Today we landed in Tegucigalpa, the capital of Honduras. It’s such a beautiful city. We could see that the city is surrounded by mountains as we were flying over. It seemed like the city came out of nowhere. It would make sense that Tegucigalpa is surrounded by mountains because it is a mining town, but I honestly wasn’t expecting it to look like an inland oasis. From above I saw this huge soccer stadium. I was hoping we could catch a game, but of course first we had do the tourist thing, so we went to the city.
I’ve never been to Honduras before, but I must say, Tegucigalpa kind of looks like my hometown. There was a Burger King, McDonald’s, Pizza Hut, advertisements for Coca-Cola, and a sign telling us the total jackpot for the lottery. It’s funny to see all of this in a foreign country. I read somewhere that the city didn’t start building structures over two stories tall until the 1980’s and now all of a sudden it’s a modernized city!
When we got to the museum, which used to be the Presidential Palace, I noticed the crowd of people start to pick up. It seemed like all 1.3 million Tegucigalpans decided to come to one place. I was thinking to myself, “Seriously, guys, you can come see this stuff anytime you want. Why do you wait until I’m here to want to come out?” I mean, there were soooooo many people and no elbow room. Finally, I had to stop and ask someone what was going on. The man told me that it was a holiday, so many people had come to see the Virgen de Suyapa in the Basilica. That was a new one to me, so I asked him who she was. He said it’s a two-inch statue of the Virgin Mary that performs miracles. Miracles? I guess he saw my puzzled look, so he told me the story of two little boys who fell asleep in a cornfield. One boy woke up because he felt something like a rock under his back. He saw it was small and threw it as far as he could. A little while later he felt it again. He looked down and saw it was the same thing as before. Finally, he put it in his pocket and went back to sleep.
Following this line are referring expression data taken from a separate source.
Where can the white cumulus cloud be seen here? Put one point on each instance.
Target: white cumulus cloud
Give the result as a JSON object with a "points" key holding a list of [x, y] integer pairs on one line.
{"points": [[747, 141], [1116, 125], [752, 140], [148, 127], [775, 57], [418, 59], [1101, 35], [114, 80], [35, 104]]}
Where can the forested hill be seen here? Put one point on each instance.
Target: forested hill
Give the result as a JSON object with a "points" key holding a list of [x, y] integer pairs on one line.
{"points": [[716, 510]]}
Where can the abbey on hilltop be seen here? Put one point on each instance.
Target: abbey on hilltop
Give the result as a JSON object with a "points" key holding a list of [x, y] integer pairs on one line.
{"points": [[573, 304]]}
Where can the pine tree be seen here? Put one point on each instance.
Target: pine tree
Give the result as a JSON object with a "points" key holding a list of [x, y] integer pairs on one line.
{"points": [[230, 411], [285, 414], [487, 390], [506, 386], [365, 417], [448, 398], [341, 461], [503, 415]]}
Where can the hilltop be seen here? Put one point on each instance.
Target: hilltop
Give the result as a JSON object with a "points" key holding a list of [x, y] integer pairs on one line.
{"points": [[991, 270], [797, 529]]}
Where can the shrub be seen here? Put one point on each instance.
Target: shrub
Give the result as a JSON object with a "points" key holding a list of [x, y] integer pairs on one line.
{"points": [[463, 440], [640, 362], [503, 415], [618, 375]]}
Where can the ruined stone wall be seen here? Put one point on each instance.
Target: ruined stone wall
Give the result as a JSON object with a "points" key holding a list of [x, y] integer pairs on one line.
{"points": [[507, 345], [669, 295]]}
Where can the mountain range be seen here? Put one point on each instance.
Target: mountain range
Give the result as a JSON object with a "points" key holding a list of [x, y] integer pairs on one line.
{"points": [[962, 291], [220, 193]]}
The next day, in the daylight, he saw it was a tiny statue of the Virgin Mary, so he took it home and put it on his mother’s prayer altar. From then on, the statue started performing miracles.
I have to admit, this was a little farfetched for me, so I went to the Basilica to see the statue. Of course I had to wait for a bajillion other people to go before me, but it was true, there was a tiny, two-inch statue that had drawn all this attention. It was placed in an enormous, gold and glass case that was beautiful to look at while I waited though! The devotion of the people in the church was very inspiring, and many people were lighting candles and singing while they waited for the next service to start. I couldn’t stay, though…it was just too hot! I bought three bags of water (yes, BAGS of water, not bottles!) from a local vendor, and I gave one away to a little kid who was waiting outside with his baby sister and a dog. What a long day for such a tiny statue!
- What is the story of the Virgen de Suyapa?
- Go to Google Maps (https://www.google.es/maps) and find Tegucigalpa. Describe where it is located and how the geography of the city might affect the lifestyle of its inhabitants.
- ¡A escribir! Look at the pictures of Tegucigalpa. How is it similar and different from your hometown?